映画の真相を究明すべく、探偵役3人が登場する。

探偵役3人の意見を聴く奉太郎たち古典部メンバー。中でも沢木口先輩の推理はあっけにとられるほどのものだった。

感想:

はいはい。『愚者のエンドロール』の推理フェーズが始まりました。

で、ここでのポイントは、推理合戦形式だということになります。元々の原作はアントニイ・バークリーの『毒入りチョコレート事件』のオマージュということなので、そういうお話です。

アントニイ・バークリーは1920年代のいわゆるミステリ黄金期に作品を発表した作家で、この『毒入りチョコレート事件』や『第二の銃声』や『試行錯誤』などが有名ですが、日本ではクリスティやセイヤーズに比べて、今一つ有名ではないですね。

『毒入りチョコレート事件』のポイントは、入れ代わり立ち代わり、登場人物たちが推理を披露していくところで、ミステリファンの間ではそのやり方はかなり有名です。

◆推理合戦

今回推理合戦になっている理由は、恐らくは奉太郎たちが警察よろしく調査する訳には行かないためというのがありますね。そのため、現場に関わった人間たちから情報を探る必要がある。けれども、時間も相手も限られているため、それを推理という形で披露してもらうという感じです。

そしてもう一つ、奉太郎たちがミステリの専門家ではないということです。なぜミステリ研など、それがお得意の部活のメンバーではないのか。

普通に考えると、自分たちのクラス発表なので、元々の脚本の真意に沿った作品にしたかったからとなりますでしょうか。ミステリ研が出てくると、自分で推理しそうですから。

とはいえ、なぜこういう形式になったかは、ポイントだと思います。

◆二重密室

その中で議論されるのが、二重密室ですね。

鍵と、その通路の二カ所が閉じられていたという二重の密室。さてさて、本格物ならば、やはりミステリオタクっぽい摩耶花センセのおっしゃる通り、物理トリックか心理トリックかとか楽しむところなんですが、脚本を書いた人物がどういう人物だったのかがポイントになるのでしょうか。

◆アンフェアについて

Hk2 さて、『愚者のエンドロール』の原作は小説です。そのため、時間進行がアニメ版とはまったく異なります。要は、アニメだと視覚でちらっと通りすぎる部分も原作だと十分に時間が与えられるということです。

逆に言うと、アニメだと重要なシーンでもそれが、視覚的に見せにくいものだと、的確に見せることがなかなか難しいということですね。

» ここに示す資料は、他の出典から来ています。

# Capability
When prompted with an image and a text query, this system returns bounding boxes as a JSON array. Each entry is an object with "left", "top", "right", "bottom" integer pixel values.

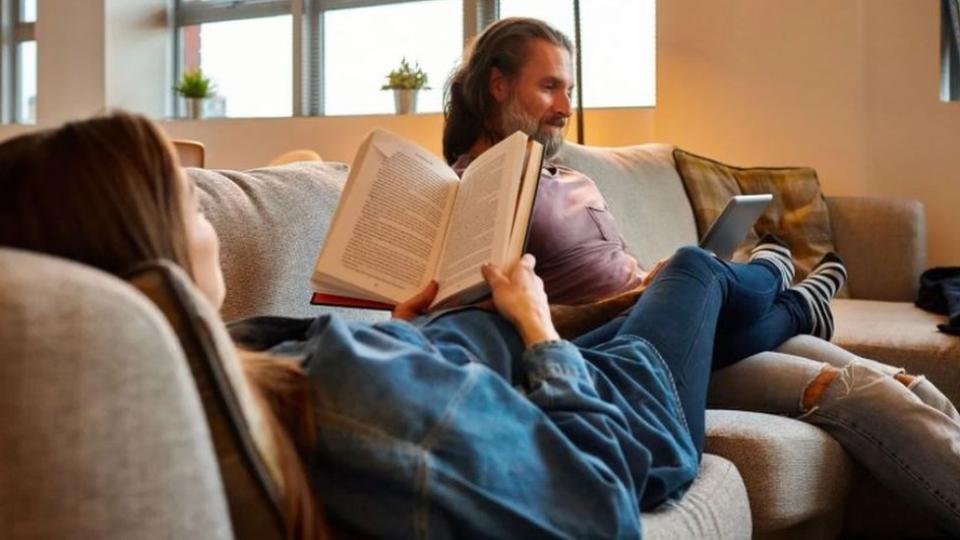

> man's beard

[{"left": 500, "top": 97, "right": 566, "bottom": 159}]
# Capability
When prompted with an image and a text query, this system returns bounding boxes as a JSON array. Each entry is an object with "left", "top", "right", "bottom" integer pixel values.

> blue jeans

[
  {"left": 709, "top": 336, "right": 960, "bottom": 535},
  {"left": 574, "top": 247, "right": 810, "bottom": 451}
]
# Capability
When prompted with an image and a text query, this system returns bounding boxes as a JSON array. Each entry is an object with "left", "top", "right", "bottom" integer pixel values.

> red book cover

[{"left": 310, "top": 293, "right": 396, "bottom": 311}]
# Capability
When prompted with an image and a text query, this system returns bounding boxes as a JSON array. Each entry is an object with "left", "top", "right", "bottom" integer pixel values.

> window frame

[
  {"left": 940, "top": 0, "right": 960, "bottom": 101},
  {"left": 0, "top": 0, "right": 37, "bottom": 124}
]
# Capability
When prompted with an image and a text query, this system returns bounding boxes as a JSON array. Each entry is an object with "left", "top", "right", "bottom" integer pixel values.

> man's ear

[{"left": 490, "top": 68, "right": 510, "bottom": 103}]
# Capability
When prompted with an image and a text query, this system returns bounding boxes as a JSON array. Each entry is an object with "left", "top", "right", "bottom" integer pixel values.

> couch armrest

[{"left": 826, "top": 197, "right": 927, "bottom": 302}]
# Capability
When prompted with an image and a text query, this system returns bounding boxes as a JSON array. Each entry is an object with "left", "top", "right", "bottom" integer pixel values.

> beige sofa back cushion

[
  {"left": 0, "top": 249, "right": 233, "bottom": 539},
  {"left": 187, "top": 162, "right": 385, "bottom": 321},
  {"left": 127, "top": 261, "right": 286, "bottom": 540},
  {"left": 556, "top": 143, "right": 698, "bottom": 268}
]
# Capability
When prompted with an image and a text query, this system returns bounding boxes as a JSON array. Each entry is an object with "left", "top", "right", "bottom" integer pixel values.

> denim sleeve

[{"left": 521, "top": 341, "right": 652, "bottom": 506}]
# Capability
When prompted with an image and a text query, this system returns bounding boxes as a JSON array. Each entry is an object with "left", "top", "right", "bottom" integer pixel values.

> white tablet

[{"left": 700, "top": 193, "right": 773, "bottom": 259}]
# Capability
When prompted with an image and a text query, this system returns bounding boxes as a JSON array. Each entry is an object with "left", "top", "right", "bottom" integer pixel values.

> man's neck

[{"left": 467, "top": 137, "right": 499, "bottom": 159}]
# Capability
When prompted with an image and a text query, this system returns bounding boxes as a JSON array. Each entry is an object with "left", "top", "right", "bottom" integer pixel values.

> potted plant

[
  {"left": 174, "top": 68, "right": 216, "bottom": 120},
  {"left": 380, "top": 58, "right": 430, "bottom": 114}
]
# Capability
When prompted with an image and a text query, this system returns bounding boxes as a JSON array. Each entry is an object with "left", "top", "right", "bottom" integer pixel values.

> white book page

[
  {"left": 313, "top": 130, "right": 460, "bottom": 303},
  {"left": 437, "top": 133, "right": 527, "bottom": 303}
]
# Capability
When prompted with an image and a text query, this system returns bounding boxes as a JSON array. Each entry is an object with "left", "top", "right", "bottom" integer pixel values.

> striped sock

[
  {"left": 790, "top": 251, "right": 847, "bottom": 341},
  {"left": 750, "top": 233, "right": 794, "bottom": 291}
]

『氷菓』フェーズではその辺りをオリジナルな映像を使って上手く表現していましたので、今回もどうやって見せるのかと期待していたんですが、するっと通りすぎていきました。ちょっとアンフェアではないかな?この後でフォローされるのでしょうか?

ネタバレはいやなので、伏せ字にしておきますが、このあたりをチェックされておくと、後で役に立つでしょう。

ホームズ本と議事録です。ホームズ本については、次にて。

◆ホームズについて 

シャーロキアンとホームズ本が出てきました。かなり唐突でしたね。

何か伏線があるのではと気にされた方は、しっかりと調べられるといいでしょう。有名な作品ばかりならばいいのですが、そうでないものも含まれているので、それなりに知識が必要です。

なので、シャーロキアンなんでしょうね。

◇おまけ

さて、先週も書きましたがエンドテロップは、「Why didn't she ask EBA?でした。直訳すると「なぜ、江波に頼まなかったのか?」ですね。これは、アガサクリスティのWhy didn't they ask Evans?なぜ、エヴァンズに頼まなかったのか?)のタイトルのパロディです。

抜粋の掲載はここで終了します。